The last major volcanic eruption in the United States occurred in Washington State on May 18, 1980, when Mt. St. Helens blew its top. New activity on the mountain suggests that something is brewing again deep below its surface and another eruption may be in the offing.

 

The 1980 event will long be remembered by many people throughout the Northwestern United States. The skies were darkened by the ash from that massive explosion for months. Fifty-seven people perished and of these, 21 bodies were never recovered.

 

The eruption that year was triggered by a 5.1 magnitude earthquake centered directly under the mountain. The blast removed 1,314 feet from the top of the mountain, reducing it from 9,677 feet to 8,363 feet, left a large crater and changed the local landscape forever.

 

The ash cloud reached a height of 80,000 feet within 15 minutes and drifted to the east coast in three days. Most of the ash fell within 300 miles of the mountain, but the fine ash in the upper altitudes circled the earth in 15 days and continued to stay there for years afterward, filtering the sunlight and affecting the climate in the Northern Hemisphere.

 

Not only did the mountain blast shoot upward, it also blew out of the north side, causing a 230 square mile area of devastation that reached a distance of 17 miles from the crater. The blast brought temperatures as high as 660 degrees Fahrenheit and carried the power of 24 megatons of thermal energy, snapping large trees and stripping their bark.

 

Mighty rock from the mountain top rolled down the mountain at speeds of 70 to 150 miles an hour, burying the North Ford of the Toutle River. Some areas were buried under as much as 600 feet of material.

 

Not only rock, but the snow on the mountain was instantly evaporated into steam by the heat. It formed large mudflows that rolled down the mountain in a super landslide that destroyed 27 bridges, 200 homes, 185 miles of roads and 15 miles of railway.

 

Lava with searing heat nearing 1,300 degrees Fahrenheit, also flowed from the crater covering six square miles before stopped.

 

After all of that, the mountain went dormant for about 20 years. The people of Washington State cleaned up their neighborhoods and got on with their lives. But the mighty mountain’s current episode may not be through.

 

As many volcano watchers know Mt. St. Helens sprang back to live with a series of earthquakes and spits of smoke and heat last September.
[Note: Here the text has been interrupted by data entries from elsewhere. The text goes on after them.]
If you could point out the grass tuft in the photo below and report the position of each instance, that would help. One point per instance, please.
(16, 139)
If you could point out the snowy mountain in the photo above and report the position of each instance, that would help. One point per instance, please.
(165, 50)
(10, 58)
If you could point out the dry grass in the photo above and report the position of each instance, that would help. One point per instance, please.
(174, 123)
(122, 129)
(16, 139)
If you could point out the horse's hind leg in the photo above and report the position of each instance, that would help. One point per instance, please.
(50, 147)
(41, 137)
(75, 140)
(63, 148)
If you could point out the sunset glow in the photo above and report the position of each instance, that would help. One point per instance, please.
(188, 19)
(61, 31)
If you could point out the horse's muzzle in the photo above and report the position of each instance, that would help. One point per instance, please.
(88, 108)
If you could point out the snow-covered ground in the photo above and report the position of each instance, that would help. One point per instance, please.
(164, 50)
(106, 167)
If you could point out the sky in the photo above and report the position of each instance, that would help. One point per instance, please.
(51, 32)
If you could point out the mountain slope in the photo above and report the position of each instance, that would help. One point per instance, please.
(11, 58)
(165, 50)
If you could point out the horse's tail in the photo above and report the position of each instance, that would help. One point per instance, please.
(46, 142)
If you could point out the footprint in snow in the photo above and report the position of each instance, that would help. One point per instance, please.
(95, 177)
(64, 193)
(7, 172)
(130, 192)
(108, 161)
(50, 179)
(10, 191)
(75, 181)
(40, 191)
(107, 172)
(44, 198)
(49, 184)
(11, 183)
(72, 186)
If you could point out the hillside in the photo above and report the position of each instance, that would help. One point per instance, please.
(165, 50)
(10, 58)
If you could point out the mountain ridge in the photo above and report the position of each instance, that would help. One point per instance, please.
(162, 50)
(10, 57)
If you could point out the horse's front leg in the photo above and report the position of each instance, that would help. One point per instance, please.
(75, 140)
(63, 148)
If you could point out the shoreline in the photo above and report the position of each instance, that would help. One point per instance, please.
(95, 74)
Lava has been flowing from the crater in a steady stream that one writer said was measured as “a dump-truck load every second.”

 

And even more ominous is a that new dome that has appeared inside the massive crater left by the 1980 blast. Geologists studying the mountain say it is growing up to 16 feet a day..

 

Because the magma was first coming from the pool created by the volcano’s 1980 eruption, geologists were not expressing concern that the mountain would explode again.

 

But experts who recently examined some new lava rocks on the mountain found that fresh magma now is mixing with the old, and that has generated concern. It means, they say, that a deeper reservoir of fresher, more explosive magma has now opened. And it means that the danger of another large eruption has increased.

 

One story said an earthquake analysis at the site has yielded tangible evidence of a crack in the Earth’s crust extending for miles beneath the volcano. It is a weak spot in the crust that is providing a path for the molten rock to follow when it comes to the surface.

 

“The volcano is there because magma has been rising through that zone of weakness for tens of thousands of years,” said volcanologist Dan Dzurisin.